Nomi come “Google”, “Facebook” e “Twitter” sono ampiamente noti e riconosciuti con determinate funzionalità; si è tuttavia ancora poco abituati a valutarli come soggetti politici, in grado di influenzare e contrapporsi a governi nazionali. Non è una novità: anche nel passato, con le multinazionali tradizionali, ci è voluto un certo arco di tempo affinché una potenza venisse riconosciuta dall’opinione pubblica come lobby e soggetto politico. Tuttavia, campagne di disinformazione, mascherate in strategie pubblicitarie, hanno comunque sempre rallentato una presa di coscienza collettiva (e sarebbe da riflettere quanto ora questa coscienza sia effettivamente affinata).
In questo caso ci troviamo di fronte a soggetti che la comunicazione la veicolano, per lo più imponendo nuovi standard e trend comunicativi: l’era della condivisione e le sue nuove regole; spazi sociali virtuali e le sue nuove dinamiche.

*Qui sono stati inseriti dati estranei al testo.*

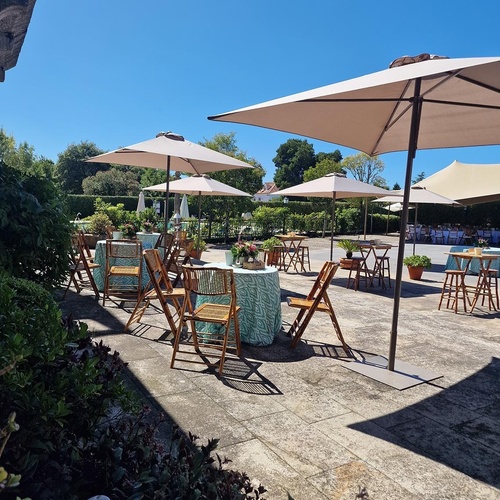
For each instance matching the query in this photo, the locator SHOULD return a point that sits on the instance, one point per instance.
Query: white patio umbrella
(171, 152)
(333, 186)
(184, 209)
(424, 102)
(468, 183)
(141, 204)
(417, 195)
(199, 185)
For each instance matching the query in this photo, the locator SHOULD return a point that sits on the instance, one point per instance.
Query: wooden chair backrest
(157, 273)
(323, 280)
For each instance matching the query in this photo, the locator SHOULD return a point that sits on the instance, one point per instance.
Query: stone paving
(303, 425)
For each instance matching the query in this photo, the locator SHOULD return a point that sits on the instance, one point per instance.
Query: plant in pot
(97, 228)
(272, 257)
(416, 265)
(198, 248)
(129, 230)
(147, 226)
(349, 247)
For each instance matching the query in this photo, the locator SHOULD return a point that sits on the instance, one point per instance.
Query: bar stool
(304, 257)
(357, 272)
(383, 271)
(492, 279)
(453, 286)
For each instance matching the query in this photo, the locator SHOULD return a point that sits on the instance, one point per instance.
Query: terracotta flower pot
(415, 272)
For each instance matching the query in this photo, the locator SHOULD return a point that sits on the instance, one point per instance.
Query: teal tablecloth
(474, 265)
(258, 294)
(100, 258)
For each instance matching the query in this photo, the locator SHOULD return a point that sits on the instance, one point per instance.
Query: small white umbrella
(199, 185)
(333, 186)
(184, 209)
(141, 204)
(171, 151)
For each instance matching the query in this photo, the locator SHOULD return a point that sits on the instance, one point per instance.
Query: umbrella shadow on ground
(281, 352)
(457, 427)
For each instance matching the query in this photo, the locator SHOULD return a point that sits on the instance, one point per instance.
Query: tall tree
(71, 167)
(112, 182)
(365, 168)
(292, 159)
(323, 167)
(418, 178)
(335, 156)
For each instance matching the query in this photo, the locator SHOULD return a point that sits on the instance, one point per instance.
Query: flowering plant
(244, 249)
(128, 229)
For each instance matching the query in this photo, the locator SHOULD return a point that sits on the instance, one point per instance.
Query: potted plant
(129, 230)
(272, 257)
(147, 226)
(416, 265)
(198, 248)
(97, 228)
(349, 247)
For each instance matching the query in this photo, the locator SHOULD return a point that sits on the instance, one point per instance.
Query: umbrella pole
(199, 219)
(166, 195)
(366, 218)
(415, 228)
(412, 150)
(333, 225)
(387, 225)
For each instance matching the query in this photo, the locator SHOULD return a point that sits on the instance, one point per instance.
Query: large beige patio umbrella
(424, 102)
(333, 186)
(171, 152)
(199, 185)
(417, 195)
(468, 183)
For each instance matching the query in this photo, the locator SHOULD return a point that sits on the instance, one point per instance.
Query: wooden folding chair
(81, 266)
(164, 245)
(316, 300)
(214, 293)
(162, 290)
(123, 276)
(180, 255)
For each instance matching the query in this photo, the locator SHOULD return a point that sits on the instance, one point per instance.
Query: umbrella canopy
(333, 186)
(184, 209)
(396, 207)
(417, 195)
(467, 183)
(171, 151)
(199, 185)
(141, 204)
(432, 103)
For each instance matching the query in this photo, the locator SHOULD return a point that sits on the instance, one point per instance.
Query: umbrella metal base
(403, 377)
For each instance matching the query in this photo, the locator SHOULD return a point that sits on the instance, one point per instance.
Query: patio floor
(302, 424)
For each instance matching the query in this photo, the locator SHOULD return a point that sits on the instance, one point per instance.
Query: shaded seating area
(81, 266)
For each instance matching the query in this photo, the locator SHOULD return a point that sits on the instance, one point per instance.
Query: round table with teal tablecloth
(258, 294)
(149, 238)
(474, 265)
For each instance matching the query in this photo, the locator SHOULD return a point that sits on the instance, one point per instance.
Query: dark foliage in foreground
(81, 431)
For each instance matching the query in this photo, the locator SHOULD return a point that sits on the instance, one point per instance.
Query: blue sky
(116, 72)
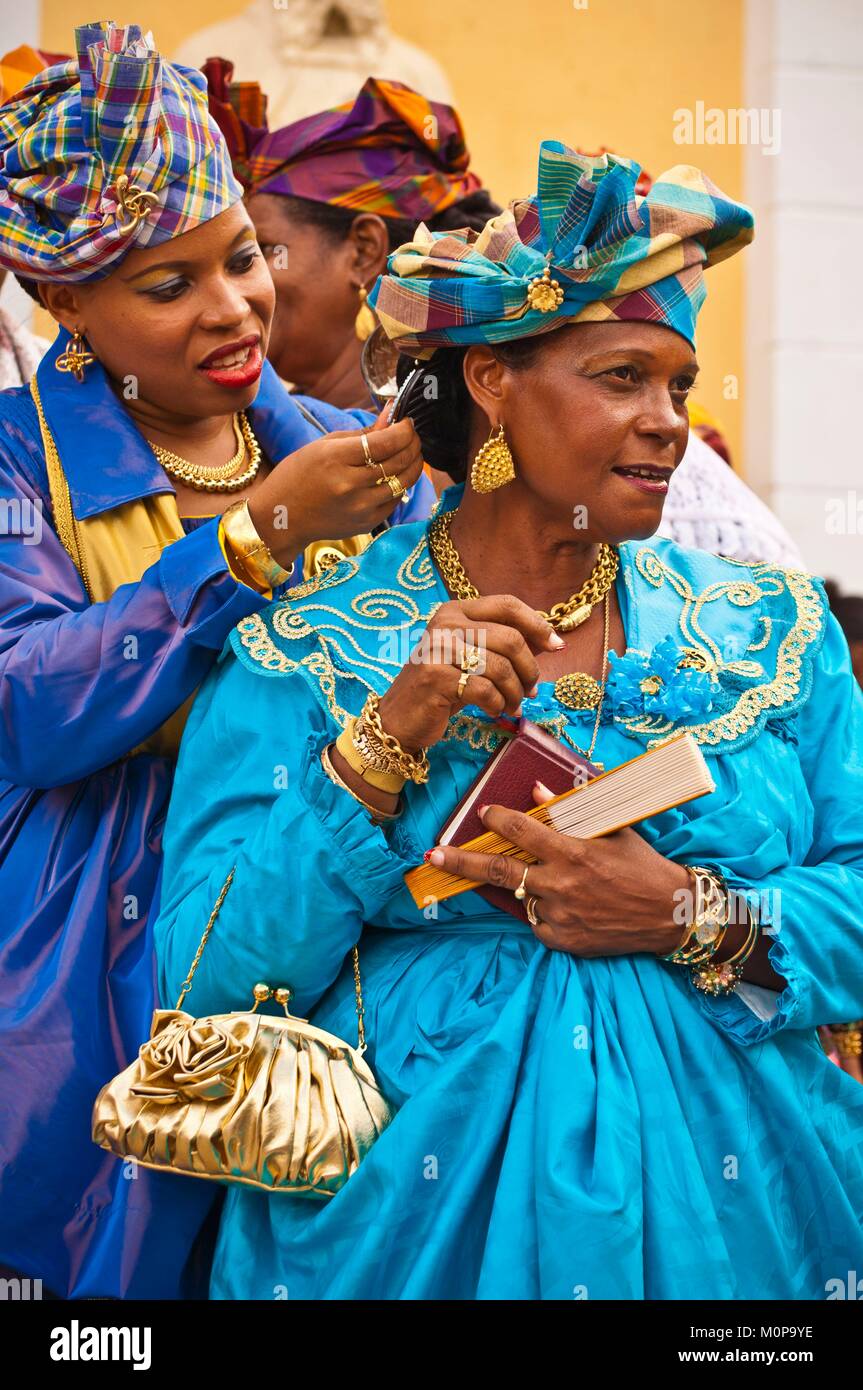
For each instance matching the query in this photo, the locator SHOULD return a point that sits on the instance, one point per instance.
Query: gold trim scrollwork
(765, 581)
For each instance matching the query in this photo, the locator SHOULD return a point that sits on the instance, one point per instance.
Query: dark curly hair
(441, 405)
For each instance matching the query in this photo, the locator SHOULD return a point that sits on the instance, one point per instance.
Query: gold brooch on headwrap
(544, 292)
(132, 205)
(75, 357)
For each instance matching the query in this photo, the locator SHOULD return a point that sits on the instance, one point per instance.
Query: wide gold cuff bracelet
(253, 555)
(360, 759)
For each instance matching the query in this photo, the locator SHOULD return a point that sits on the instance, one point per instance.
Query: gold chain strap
(562, 616)
(186, 983)
(61, 498)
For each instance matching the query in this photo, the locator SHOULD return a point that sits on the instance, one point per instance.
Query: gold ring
(520, 890)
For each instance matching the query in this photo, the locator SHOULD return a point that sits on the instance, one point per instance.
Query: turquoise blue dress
(566, 1127)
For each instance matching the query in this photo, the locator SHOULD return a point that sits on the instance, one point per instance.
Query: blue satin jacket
(81, 822)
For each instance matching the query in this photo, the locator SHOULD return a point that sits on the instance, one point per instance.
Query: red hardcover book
(507, 779)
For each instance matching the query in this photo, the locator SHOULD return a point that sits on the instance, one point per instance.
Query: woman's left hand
(592, 897)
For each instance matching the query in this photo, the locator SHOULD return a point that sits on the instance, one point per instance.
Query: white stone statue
(310, 54)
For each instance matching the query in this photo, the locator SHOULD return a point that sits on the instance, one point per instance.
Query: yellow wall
(524, 70)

Il fronte europeo è sicuramente tra i più caldi per questi colossi, dove trovano crescenti ostacoli da parte dei governi nazionali; difficile capire se si tratti di lungimiranza politica da parte di quest’ultimi o il semplice bisogno di far cassa in tempi di crisi.

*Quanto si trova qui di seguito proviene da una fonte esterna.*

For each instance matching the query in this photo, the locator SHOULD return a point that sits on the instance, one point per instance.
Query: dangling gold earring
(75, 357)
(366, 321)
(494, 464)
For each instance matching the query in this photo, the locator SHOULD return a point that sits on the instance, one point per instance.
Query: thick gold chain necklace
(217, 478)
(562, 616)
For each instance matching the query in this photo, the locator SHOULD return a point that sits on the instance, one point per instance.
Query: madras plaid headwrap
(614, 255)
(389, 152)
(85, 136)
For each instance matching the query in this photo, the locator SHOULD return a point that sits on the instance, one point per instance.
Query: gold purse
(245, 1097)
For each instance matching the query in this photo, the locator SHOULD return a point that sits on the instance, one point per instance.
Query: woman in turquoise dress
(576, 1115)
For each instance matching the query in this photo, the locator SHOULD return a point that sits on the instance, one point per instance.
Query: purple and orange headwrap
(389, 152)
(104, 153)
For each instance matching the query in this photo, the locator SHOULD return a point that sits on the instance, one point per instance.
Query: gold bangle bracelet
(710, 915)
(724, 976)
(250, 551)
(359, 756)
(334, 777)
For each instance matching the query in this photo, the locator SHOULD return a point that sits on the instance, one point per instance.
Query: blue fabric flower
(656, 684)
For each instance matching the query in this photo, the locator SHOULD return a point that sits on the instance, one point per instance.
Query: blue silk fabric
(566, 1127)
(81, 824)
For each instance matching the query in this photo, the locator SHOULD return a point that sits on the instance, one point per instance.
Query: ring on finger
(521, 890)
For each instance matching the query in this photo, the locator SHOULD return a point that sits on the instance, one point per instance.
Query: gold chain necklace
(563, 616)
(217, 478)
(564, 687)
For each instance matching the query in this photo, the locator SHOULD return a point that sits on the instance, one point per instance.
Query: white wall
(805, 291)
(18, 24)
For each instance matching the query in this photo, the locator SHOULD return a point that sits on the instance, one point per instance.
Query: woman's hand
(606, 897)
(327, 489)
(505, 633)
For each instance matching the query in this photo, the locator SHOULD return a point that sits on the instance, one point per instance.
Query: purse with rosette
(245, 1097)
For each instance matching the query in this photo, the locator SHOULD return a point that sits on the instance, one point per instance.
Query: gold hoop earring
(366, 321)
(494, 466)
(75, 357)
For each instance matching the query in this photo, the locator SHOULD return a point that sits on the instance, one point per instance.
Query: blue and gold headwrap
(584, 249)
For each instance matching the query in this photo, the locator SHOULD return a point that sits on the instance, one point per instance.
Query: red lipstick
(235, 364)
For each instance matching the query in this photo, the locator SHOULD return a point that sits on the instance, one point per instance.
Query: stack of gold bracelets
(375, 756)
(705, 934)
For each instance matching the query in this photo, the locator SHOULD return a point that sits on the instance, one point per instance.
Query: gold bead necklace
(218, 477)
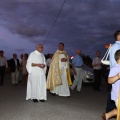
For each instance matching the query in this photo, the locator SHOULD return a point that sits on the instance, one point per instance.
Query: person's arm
(113, 79)
(95, 64)
(38, 65)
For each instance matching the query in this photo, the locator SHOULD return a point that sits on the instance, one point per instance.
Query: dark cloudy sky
(82, 24)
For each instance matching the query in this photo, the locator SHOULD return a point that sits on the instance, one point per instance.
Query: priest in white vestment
(58, 79)
(36, 67)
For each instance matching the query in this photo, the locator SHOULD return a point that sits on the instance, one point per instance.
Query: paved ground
(87, 105)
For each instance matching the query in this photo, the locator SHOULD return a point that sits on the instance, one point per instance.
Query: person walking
(58, 79)
(14, 68)
(3, 66)
(114, 79)
(36, 67)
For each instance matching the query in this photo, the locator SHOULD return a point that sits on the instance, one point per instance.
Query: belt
(78, 66)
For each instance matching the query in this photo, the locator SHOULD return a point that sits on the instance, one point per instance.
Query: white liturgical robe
(36, 85)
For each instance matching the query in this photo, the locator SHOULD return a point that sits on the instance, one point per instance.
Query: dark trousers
(2, 72)
(98, 80)
(110, 104)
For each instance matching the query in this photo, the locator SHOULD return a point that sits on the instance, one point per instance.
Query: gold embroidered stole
(54, 74)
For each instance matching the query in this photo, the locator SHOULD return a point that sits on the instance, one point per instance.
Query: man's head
(51, 55)
(98, 53)
(25, 56)
(117, 55)
(117, 35)
(39, 47)
(78, 52)
(61, 46)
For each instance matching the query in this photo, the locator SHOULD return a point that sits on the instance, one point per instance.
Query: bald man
(36, 67)
(77, 63)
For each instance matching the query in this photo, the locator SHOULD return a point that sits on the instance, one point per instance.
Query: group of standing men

L’ultimo aggiornamento arriva dalla Spagna dove il governo Rajoy ha portato in Parlamento una "tassa Google", che obbliga il motore di ricerca a pagar dazio sugli utili che realizza grazie ai contenuti creati da altri, cercando di regolare la proprietà intellettuale con una nuova legge. Questo va inquadrato in un più ampio contesto, ovvero quello delle agevolazioni fiscali (e relative polemiche) di cui godono le multinazionali del settore che hanno sedi in paesi quali Olanda, Irlanda e Lussemburgo.
Rimane latitante la UE, che non ha preso ancora una posizione precisa in materia, senza nemmeno un intervento deciso da parte dell'Antitrust europea. Si annota, tuttavia, una dichiarazione del Commissario Ue Joaquin Almunia, in un'audizione al Parlamento europeo risalente al 23 settembre, in cui parla della possibilità di una nuova indagine «sul possibile reindirizzamento del traffico internet verso i servizi di Google diversi dalla ricerca». Niente più che un avvertimento, ma è chiaro come questa dichiarazione ufficiale dimostri che serpeggino diversi malumori nel suolo europeo.
E’ evidente che questa mossa del governo spagnolo, la prima del suo genere, è destinata ad aprire, sulla lunga distanza, un vaso di Pandora. Google ha reagito, nel suo caratteristico stile marziale, minacciando di smantellare l'edizione spagnola del servizio Google News se questa legge andrà in porto.
Questo è solo uno dei casi, il più recente, di un braccio di ferro tra governi centrali e multinazionali del web. Ricordiamo anche, spostandoci più ad est, l’ultimatum che la Russia ha dato a Facebook, Gmail e Twitter: dovranno collocare i loro database anche in Russia entro gennaio 2015. E’ una richiesta ufficiale, con tanto di legge ad hoc, fatta ai social network e servizi di posta americani -molto diffusi in Russia- di registrarsi come organizzatori di informazione, ossia come media. Cosa che creerà non pochi grattacapi, dato che la Russia non è propriamente tra i primi della classe in termini di libertà di stampa e controllo dei media. Se non verranno rispettati questi termini seguirà una sanzione; dopodiché, se non vi sarà un adeguamento, l'agenzia della comunicazione russa avrà il diritto di includere i siti ribelli nella blacklist, ovvero bloccarli per gli utenti russi.